スルー力の非対称性について

最近は死語になりつつあるスルー力。ウェブ上には無意味な批判なども沢山あるので全部に目を通すのではなく、適度にやり過ごすことが必要だよね〜というニュアンスで、アホとまじめに戦う炎上案件なんかはスルー力が足りないせいで起きたとよく言われたものです。
さて、未だにエゴサーチ&RT攻撃問題がくすぶっています。だいぶ下火にはなってきたけど…
これ、スルー力の観点から見るとどこにスルー力が足りないのでしょうか。

  • こっそり批判をした最初の人
  • エゴサーチして悪口見つけたけどついそれをRTしちゃう批判された人
  • フォロー先が批判エントリRTしたのに反応して炎上させちゃう人たち

最初の人はともかく、後の人たちも従来の基準ではスルー力が足りないと言われるたぐいじゃないかと思うんですが、あまりそういう批判を聞いたことが無いですね。

違いはあります。かつてのスルーしなければならないものは「売られた喧嘩を買わない」に近い形がほとんどでした。それは、ブログというフォーマットの中で、トラックバックやコメントでの応酬が中心だったため、ダイレクトに相手と対峙していたんですよね。今は、直接的に絡まないことが多いけど、エゴサーチで「これ喧嘩?」であえて買って出るような…あれ…
昔だってエゴサーチはあったんだけど、それなりの発信をしている人はトラバやコメントをやっつけるので精一杯だった気もします。今、陰口をわざわざRTするという行為は、僕から見るとスルー力が足りないとしか思えない。わざわざ見つけて「RTだけ」するくらいなら、RTしてから積極的に戦いますよ。そうじゃなかったらRTするだけ無駄。観客も本人に戦う気がないのにRTにRTを重ねる。

と、ここまで書いてちょっと気づいた。ブログやらのフォーマットで書くことって「エントリ」として何かを表明しなければならず、結果として「文責」の意識があったように思えます。一方Twitterはつぶやきであり、まとまりも一貫性も礼儀もそれなりの範囲でしか求められていないと思っている人が多数いるのではないかな。必然的に、ブログだと相手も内容もある程度吟味する必要があって、そのためにはスルー力を発揮しなければならない。RTだけして終わり、みたいなエントリってなかなか書けないもんね。twitter(やtumblr)はそうでもないから、スルーという意識が希薄になるというか、RTしている当人的にはまだ何もやっていない意識がある位のものかもしれない。それに真面目に反応しちゃう方がスルー力が足りないのかもね。
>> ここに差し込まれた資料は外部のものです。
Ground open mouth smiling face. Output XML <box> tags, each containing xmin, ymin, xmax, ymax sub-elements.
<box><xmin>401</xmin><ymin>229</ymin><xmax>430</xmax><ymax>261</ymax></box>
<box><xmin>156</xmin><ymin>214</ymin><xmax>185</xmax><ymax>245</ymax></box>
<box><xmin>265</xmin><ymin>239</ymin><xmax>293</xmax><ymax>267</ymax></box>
まあ、RTしたことによって、陰口がやっつけられちゃうのはウェブの的には正しいので文句言うこともないけど、取るに足らない陰口をいちいちRTするのもスルー力が足りないなーと思うし、それを元に袋叩きする人たちもスルー力が足りないなーと思うし、一億総スルー力不足時代がやってきているのかもしれないなーと思うと感慨深いです。